同日開かれた町議会の復興拠点施設等整備事業調査特別委員会(大松紀美子委員長)で、新博物館と温浴カフェのイメージ図と平面図、中心部に位置する旧自動車整備工場跡地に設置するまちなか交流拠点施設の平面図を示した。6月末まで実施設計期間のため、今後の変更もあり得るとする。
博物館と温浴カフェは、入り口を1カ所にする。建物の外観は化石が発掘された地層を表現した色調とし、天井に地場産木材の使用を想定した。
博物館の展示スペースは間仕切りをせず、開放感を演出。テーマは内容を将来にわたって高めていけるものにした。レイアウトには北海道大学総合博物館の小林快次教授が監修者として参加。町が保有する大型展示標本のカムイサウルス・ジャポニクス(通称むかわ竜)やティラノサウルスを中心に、町内で発掘された化石を展示する。恐竜が生きた時代や穂別地区の発掘の歩みを紹介し、来場者が町の未来に思いをはせるようなものにする。

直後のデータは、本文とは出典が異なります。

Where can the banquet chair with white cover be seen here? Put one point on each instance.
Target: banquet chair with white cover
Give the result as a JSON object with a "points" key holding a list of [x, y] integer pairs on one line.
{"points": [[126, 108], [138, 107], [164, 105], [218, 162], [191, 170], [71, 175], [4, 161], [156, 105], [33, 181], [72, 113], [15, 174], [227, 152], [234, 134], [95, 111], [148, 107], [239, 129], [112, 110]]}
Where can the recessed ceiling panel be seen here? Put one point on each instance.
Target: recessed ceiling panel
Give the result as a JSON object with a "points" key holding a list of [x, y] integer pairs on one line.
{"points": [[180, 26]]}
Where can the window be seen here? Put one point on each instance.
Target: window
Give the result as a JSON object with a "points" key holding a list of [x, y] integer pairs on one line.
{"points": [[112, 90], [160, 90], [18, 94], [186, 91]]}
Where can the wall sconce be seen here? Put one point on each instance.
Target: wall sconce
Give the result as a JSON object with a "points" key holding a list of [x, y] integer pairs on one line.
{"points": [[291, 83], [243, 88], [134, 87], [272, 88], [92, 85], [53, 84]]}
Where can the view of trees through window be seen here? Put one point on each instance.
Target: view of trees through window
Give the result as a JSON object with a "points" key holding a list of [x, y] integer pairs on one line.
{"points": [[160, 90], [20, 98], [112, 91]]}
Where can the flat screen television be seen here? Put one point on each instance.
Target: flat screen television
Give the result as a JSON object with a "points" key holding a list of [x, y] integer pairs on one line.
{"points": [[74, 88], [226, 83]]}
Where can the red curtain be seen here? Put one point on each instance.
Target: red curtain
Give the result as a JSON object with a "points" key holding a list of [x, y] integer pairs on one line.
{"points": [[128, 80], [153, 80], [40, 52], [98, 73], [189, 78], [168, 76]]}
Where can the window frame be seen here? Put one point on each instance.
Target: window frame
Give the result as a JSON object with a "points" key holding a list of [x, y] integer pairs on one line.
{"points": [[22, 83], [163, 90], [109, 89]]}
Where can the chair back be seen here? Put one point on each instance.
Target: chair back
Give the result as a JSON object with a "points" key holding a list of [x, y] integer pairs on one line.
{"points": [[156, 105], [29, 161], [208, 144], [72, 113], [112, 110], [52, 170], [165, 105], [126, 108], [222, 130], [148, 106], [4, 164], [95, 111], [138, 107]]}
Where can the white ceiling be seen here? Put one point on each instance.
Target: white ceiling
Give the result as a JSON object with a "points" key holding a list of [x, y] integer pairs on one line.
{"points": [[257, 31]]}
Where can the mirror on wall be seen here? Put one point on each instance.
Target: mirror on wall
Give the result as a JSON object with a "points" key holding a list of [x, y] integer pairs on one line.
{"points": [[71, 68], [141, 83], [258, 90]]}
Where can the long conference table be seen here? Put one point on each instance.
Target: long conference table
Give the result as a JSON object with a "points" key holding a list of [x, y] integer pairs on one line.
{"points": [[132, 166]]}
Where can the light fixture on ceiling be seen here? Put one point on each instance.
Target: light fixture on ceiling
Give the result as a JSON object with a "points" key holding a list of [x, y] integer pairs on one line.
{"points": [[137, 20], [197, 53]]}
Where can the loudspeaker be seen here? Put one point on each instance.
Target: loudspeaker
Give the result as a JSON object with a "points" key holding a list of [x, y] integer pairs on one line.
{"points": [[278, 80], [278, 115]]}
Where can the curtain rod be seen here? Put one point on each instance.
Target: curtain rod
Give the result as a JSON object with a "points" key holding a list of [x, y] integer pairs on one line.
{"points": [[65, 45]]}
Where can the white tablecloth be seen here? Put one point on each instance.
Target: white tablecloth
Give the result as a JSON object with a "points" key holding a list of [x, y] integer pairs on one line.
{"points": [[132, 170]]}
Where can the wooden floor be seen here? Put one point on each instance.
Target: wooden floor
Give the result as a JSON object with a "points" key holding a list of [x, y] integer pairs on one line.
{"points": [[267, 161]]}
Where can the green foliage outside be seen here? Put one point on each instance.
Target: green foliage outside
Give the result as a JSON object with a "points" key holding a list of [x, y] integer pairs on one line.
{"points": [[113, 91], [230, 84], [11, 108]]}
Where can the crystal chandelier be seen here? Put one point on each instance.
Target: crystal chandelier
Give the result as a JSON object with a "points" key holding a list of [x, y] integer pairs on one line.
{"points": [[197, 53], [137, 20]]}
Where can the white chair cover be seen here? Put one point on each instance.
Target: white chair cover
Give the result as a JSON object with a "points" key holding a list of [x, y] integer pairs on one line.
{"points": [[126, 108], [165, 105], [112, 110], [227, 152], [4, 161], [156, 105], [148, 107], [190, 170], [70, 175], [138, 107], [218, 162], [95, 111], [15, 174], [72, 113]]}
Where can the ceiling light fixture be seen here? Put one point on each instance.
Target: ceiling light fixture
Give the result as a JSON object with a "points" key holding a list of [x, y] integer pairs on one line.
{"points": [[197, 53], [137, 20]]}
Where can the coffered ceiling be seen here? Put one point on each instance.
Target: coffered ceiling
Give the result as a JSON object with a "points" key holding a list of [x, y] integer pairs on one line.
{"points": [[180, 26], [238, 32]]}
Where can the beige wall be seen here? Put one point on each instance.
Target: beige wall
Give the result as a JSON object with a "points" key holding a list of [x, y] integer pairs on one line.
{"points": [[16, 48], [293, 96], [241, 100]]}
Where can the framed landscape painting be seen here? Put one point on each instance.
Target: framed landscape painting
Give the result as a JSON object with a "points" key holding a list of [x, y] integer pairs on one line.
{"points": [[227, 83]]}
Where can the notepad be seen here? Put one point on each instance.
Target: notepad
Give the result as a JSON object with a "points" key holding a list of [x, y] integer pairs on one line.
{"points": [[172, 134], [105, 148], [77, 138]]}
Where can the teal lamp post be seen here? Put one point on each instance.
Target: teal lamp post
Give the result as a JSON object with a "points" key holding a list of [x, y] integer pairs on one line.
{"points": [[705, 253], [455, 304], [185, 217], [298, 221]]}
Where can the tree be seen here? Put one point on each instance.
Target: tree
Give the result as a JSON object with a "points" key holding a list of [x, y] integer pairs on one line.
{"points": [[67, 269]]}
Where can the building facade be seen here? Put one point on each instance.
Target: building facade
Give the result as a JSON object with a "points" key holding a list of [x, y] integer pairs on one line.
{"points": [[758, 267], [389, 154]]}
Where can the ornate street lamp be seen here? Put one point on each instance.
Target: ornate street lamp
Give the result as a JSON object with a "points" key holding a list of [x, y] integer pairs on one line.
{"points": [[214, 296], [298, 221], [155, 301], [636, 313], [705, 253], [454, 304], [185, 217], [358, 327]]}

温浴カフェには、浴室や脱衣所、厨房などを配置。浴室は床に石調タイル、壁に木目調タイルを使い、男湯と女湯で各10カ所程度の蛇口を設備する。レストランは約40席で、運営事業者では恐竜にちなんだ料理の提供を計画している
まちなか交流拠点施設は、穂別地区にあるモバイルハウス3棟と鵡川地区にある同ハウス7棟を合わせた建物。多目的スペースや子育て交流スペース、厨房(ちゅうぼう)などを配置する。子ども食堂などの地域活動、子育て世代の情報交換、子どもらの学習や遊びの場として利活用することを想定している。
建物の総事業費は18億5000万円と見込んでいる。温浴カフェは今年度、新博物館は2025年度に着工し、供用開始は温浴カフェを25年度、新博物館を26年度とする方針。
意見交換会は20日午後6時から、穂別町民センター多目的ホールで開く。申し込みは不要で、小林教授も出席する予定。町は「新しい博物館は、将来に向けて進化し続ける施設にするため、拡張性や可能性を持たせたい」と説明し、参加を呼び掛けている。